Санька вспыхнул, хоть лицо его и было теперь белее стираного холста. Да, он по-прежнему не оставлял своими заботами Варвару… но как отец Савватий успел про это узнать?..
Несколько раз они подолгу беседовали: крестьянский паренек, некогда пригретый и воспитанный бывшим смоленским воеводой, и когдатошний друг покойного Дмитрия Станиславовича Колдырева, бесстрашный воин, а теперь — усердный молитвенник, вдохновитель и недавний предводитель грозных лесных шишей.
— Выслушай, отче, — сказал однажды Санька. — А у меня ж и впрямь за всю войну ни раны, ни царапины даже… Раз досталось, но то от своих. Меня так заговоренным и называют. А ты сказывал, что заговаривать нельзя: грех.

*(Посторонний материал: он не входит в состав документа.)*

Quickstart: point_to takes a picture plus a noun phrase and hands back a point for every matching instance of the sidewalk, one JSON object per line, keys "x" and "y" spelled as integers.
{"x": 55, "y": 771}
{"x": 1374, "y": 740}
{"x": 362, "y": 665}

— Конечно, грех, — кивнул на это инок. — Православные люди не колдуют — от лукавого это. Я просто молился за тебя, потому как было мне явлено, что судьба твоя — особая.
— Какая ж такая особая, отче Савватий? Я, конечно, лазутчик, а не мужик простой, что только землю копать да ядра носить может. Мне воевода доверяет. Но другой судьбы, чем у жителей Смоленска… того же мужика с деревянной лопатой, мне не надо.
Старик загадочно улыбался в белую бороду, опустив на плечо парнишки свою худую, но по-прежнему сильную руку.
— Вот ты спрашивал, откуда в Литве татары… — Об этом Санька действительно как-то спросил Григория, а тот не знал. К Савватию он с таким вопросом не обращался. — Бывали на Руси времена пострашнее нынешних. Четыреста лет назад ее, Руси-то, уж и не осталось совсем. Татары прошли. Города сожгли, князей убили, страну опустошили. Так до самой Литвы дошли — там часть и осела. Еще у них свое княжество было под Литвой — Джаголдай,[111]
но это уж много-много позднее, как татары силу растеряли. А тогда, четыреста лет назад, разорвалось ожерелье. Часть русских земель, что на востоке и юге, осталась под татарами, а часть, что на западе, отложилась к Литве. И тогда та страна стала называться — Русско-литовское Великое княжество…— Это что же, у нас с вражинами, литовскими людьми, одно государство было?
— He были они тогда нам врагами. И еще станут друзьями. Войдут в состав нашей державы братья литовцы… А тогда, в прежние времена, воинственные литвины поклонялись священным ужам и жили на болотах. Но как с русскими объединились, так православие приняли и души свои спасли, писать и читать научились, по-русски стали говорить.